Nor should the young man from the country, ambitious for city experience, stay away from the city through fear of competition or through timidity. Do not be afraid. The newspaper men of the city are not smarter than those in the country. I recall the youngster from a small up-state daily who with fear and trembling accepted a chance to work a few days on trial, in a big city office, as reporter. He went smashing around town for routine news and found the work not difficult. In a week confidence had conquered timidity. He observed the other reporters and workers and said to himself, “I can compete with these men”—and he did compete with them to his gratifying success.

Fascinating as the reporter’s life may be, it nevertheless has its unpleasant moments, its many hardships. The hours of work are irregular and unlimited. Men on the big metropolitan morning newspapers report for duty at noon, one or two o’clock; those of the evening staffs at seven or eight, A.M.; and all are supposed to work as long as their services are required—not infrequently for fifteen hours. Newspaper-making is a continuous performance, especially for reporters. Frequently those employed in it suffer great discomforts through physical fatigue, lack of food and sleep, and exposure to weather conditions.

One of the court reporters of a morning newspaper in New York was finishing his work in the late evening. He had been on duty some ten hours and his work had been hard. Suddenly came the big explosion of the great munitions plant at Morgan, New Jersey, and the weary young writer was told to hustle out there. At Perth Amboy he encountered the military guard thrown out to prevent approach to the burning buildings. In his attempts to get along he was arrested six times and detained. He phoned his facts to the office and was told to stay on. He could find no place to sleep—couldn’t have slept if he had—could hardly find a place to sit down even, could get nothing to eat or drink. Explosion after explosion followed hour after hour. And when at length he reached the office he was too exhausted to write a word. So they sent him to bed for six hours and then he wrote his report.

Very many other men had a similar experience that day and night. They were in constant danger of their lives, badly fed and without rest. They were driven from place to place by the military guard, and most of them were arrested over and over again. It was one of the most trying disasters to report of which we have record.

Several reporters nearly lost their lives while crossing Great South Bay in a tempest to the scene of a shipwreck on the beach. They capsized in a sail boat and the life-saving guard barely gave rescue.

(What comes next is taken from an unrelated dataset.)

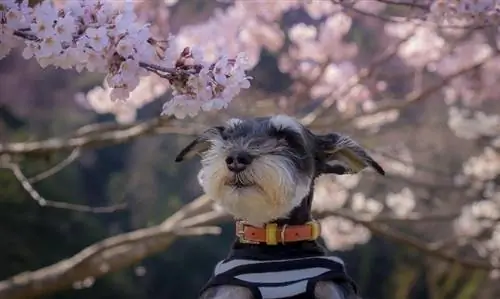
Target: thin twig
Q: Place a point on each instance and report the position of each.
(56, 168)
(106, 256)
(40, 200)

Men sent to the Johnstown flood found the town wrecked, scantily provisioned, and with no sleeping accommodations. They were compelled to stay there a week under most distressing conditions while the search for the dead continued.

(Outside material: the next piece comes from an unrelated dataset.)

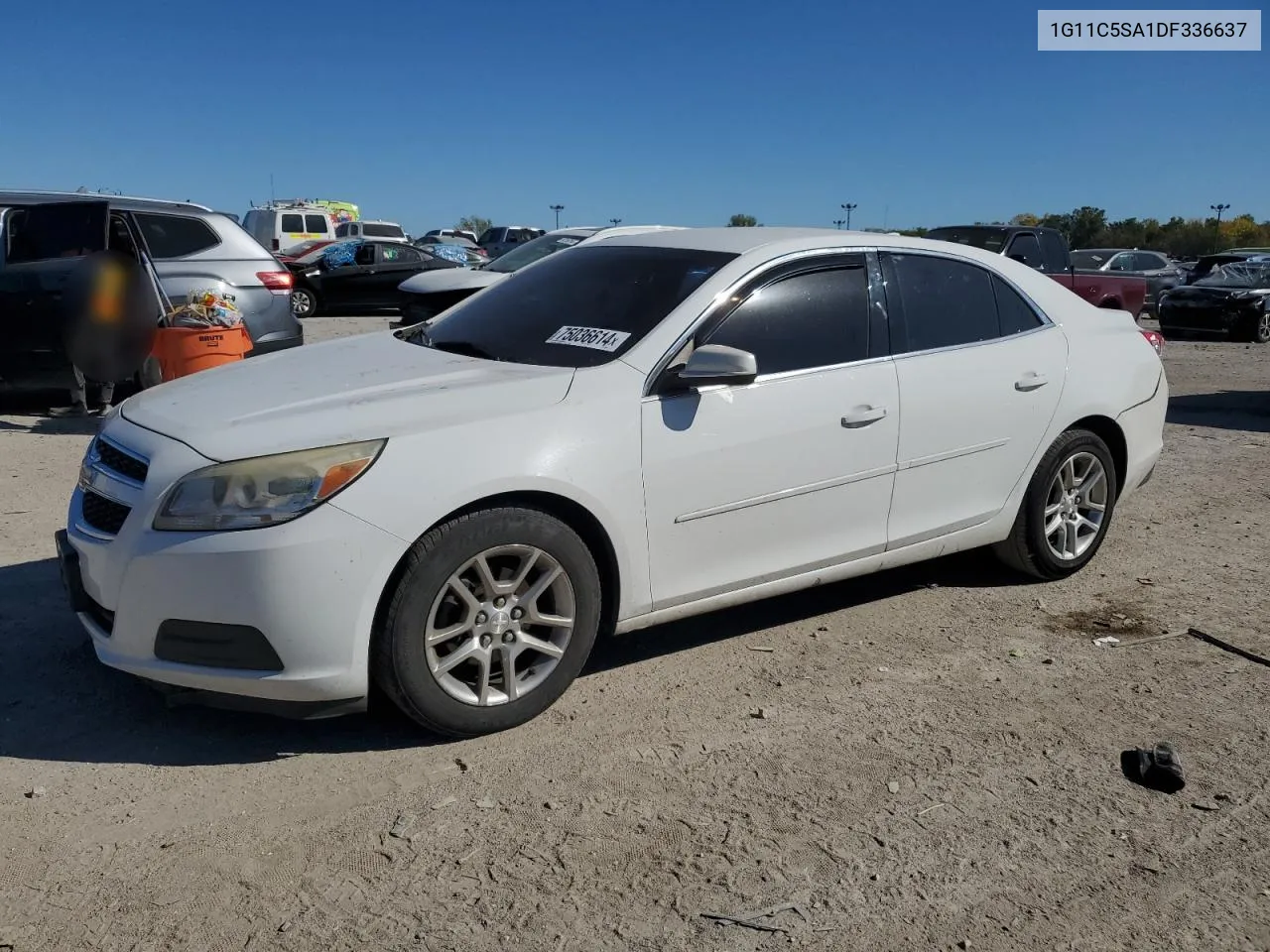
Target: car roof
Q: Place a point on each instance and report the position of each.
(127, 203)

The reporting of the great national political conventions requires unceasing effort for a week or more, the utmost vigil through night and day. Important committees are reaching decisions, new pacts and combinations are being formed, and the entire situation may be changing from hour to hour. There is no sleep for the unfortunate correspondent; he must be awake to the instant. The reporting of what is done in the public sessions of the convention is the least of his labors.

When a man of importance falls mortally ill a reporter is detailed to watch him—to obtain the earliest announcement of his death. The vigil is constant. In scores of instances reporters have sat on the man’s doorstep waiting for him to die. This sort of work involves all the monotony of sentry duty. It is disagreeable in the extreme.

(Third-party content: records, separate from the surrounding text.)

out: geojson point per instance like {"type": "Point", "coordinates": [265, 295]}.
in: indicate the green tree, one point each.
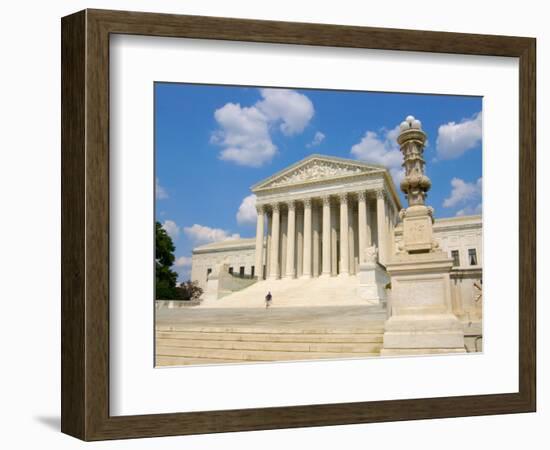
{"type": "Point", "coordinates": [165, 277]}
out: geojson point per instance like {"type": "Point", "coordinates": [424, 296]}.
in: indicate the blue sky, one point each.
{"type": "Point", "coordinates": [213, 142]}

The newspaper boys are asked to do many unpleasant things. They are compelled to invade private homes and to ask agonized parents why a son or a daughter has committed suicide or has done a disgraceful act; to ask a husband whether it is true that his wife has run away with a neighbor, or ask a wife whether her husband is a fugitive from justice. The assignments that take a writer into a family that has been disgraced by one of its members are the most unpleasant, probably, of any that fall to him.

Indeed there is little of joyousness in any search for information that some one wishes to conceal. Yet every editor knows that in very many important cases to be chronicled some one is interested in concealing the real facts. The people who want their affairs screened from public gaze constitute a multitude. Diplomats are reticent. Government officers are evasive. Political plans are kept in the shadow, for publicity has ruined many a political plot. Bank officials seek to conceal defalcations. Insurance companies try to hush great losses. Society leaders wish to minimize society scandals. Usually in these cases the inquirer is lied to deliberately and calmly, or the door is slammed in his face, or the person sought refuses to be seen, or the reporter is sent on a fool’s errand elsewhere—anything to be rid of him. Some one has said that the newspaper man is asked to lie about people almost as often as he is asked to tell the truth.